Finally, I decided to use specific tables rather than fields to manage authorizations for screens and boxes. So I created two tables:
CREATE TABLE qc_ScreenRoles ( idScreen TEXT(20) NOT NULL, aktion TEXT(10) NOT NULL, idRole TEXT(20) NOT NULL ); CREATE TABLE qc_BoxRoles ( idBox TEXT(20) NOT NULL, aktion TEXT(10) NOT NULL, idRole TEXT(20) NOT NULL );
Where aktion field is filled with constants like “view”, “edit” or “admin”. I had to write “aktion” because Access don’t accept “action” as a field name.
A generic AktionRoles class handles these two tables and the qc_UserRoles for user’s roles.
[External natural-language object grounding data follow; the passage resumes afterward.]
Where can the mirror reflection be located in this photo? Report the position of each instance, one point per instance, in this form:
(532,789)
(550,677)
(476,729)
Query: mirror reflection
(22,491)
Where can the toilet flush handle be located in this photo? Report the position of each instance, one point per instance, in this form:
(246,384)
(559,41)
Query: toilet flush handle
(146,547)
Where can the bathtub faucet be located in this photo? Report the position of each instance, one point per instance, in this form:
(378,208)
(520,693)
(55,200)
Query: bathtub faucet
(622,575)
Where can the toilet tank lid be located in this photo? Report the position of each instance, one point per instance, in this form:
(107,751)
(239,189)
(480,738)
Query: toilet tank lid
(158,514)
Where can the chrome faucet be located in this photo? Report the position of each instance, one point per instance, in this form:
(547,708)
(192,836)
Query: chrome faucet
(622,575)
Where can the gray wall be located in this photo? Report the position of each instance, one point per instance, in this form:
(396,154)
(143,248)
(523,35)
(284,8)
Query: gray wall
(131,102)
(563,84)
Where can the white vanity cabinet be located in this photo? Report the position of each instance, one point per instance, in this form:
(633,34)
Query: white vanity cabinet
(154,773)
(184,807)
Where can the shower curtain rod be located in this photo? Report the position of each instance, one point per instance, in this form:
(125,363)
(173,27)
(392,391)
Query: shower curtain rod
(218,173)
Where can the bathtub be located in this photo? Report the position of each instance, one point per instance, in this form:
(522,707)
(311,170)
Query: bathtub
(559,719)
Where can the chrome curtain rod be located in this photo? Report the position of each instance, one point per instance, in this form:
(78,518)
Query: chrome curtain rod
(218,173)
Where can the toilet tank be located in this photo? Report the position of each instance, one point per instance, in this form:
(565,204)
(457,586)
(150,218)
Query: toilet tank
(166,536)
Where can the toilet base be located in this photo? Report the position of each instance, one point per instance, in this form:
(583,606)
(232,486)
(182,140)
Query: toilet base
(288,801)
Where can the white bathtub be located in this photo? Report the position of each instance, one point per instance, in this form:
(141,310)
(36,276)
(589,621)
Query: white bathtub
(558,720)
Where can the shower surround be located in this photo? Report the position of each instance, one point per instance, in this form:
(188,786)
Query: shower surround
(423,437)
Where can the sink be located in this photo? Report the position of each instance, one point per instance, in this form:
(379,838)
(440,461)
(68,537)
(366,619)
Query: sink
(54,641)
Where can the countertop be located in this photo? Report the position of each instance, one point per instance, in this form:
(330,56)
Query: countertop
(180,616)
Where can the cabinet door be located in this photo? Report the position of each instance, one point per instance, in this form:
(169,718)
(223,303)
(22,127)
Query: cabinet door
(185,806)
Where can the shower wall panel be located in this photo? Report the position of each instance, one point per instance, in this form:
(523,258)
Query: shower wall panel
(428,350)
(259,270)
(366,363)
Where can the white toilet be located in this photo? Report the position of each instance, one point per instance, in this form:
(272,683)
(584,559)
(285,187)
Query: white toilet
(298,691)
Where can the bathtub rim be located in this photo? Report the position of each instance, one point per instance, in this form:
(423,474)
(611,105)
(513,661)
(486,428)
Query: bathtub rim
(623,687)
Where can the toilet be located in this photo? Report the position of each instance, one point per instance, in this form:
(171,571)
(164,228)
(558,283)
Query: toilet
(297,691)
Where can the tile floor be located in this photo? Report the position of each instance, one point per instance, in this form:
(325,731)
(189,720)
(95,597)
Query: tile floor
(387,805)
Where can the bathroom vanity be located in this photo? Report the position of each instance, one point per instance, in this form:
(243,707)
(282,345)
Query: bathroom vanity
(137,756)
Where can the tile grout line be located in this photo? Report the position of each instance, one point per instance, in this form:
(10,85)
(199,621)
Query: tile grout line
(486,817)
The main difficulty was to find how to propose the user to set rights. I looked for a layout that don’t rely on a CheckBoxList like IBuySpy because it’s not easy as soon as you got more than 10 roles. I really like the layout adopted in DotNetNuke 3 where actions are displayed on the first line as column headers and with a row by role even if it’s heavily rest on table tags. Personally, I determine to write a specific UserControl that use a cleaner html code with three properties :
* actionsTitles for headers ("View", "Edit" or "Admin"), * actionsId for field constants ("view", "edit" and "admin"), * actionsRoles for authorization assignments.
The last step will be to check all this authorizations when displaying screens and boxes. Currently, I can configure rights but they are not used.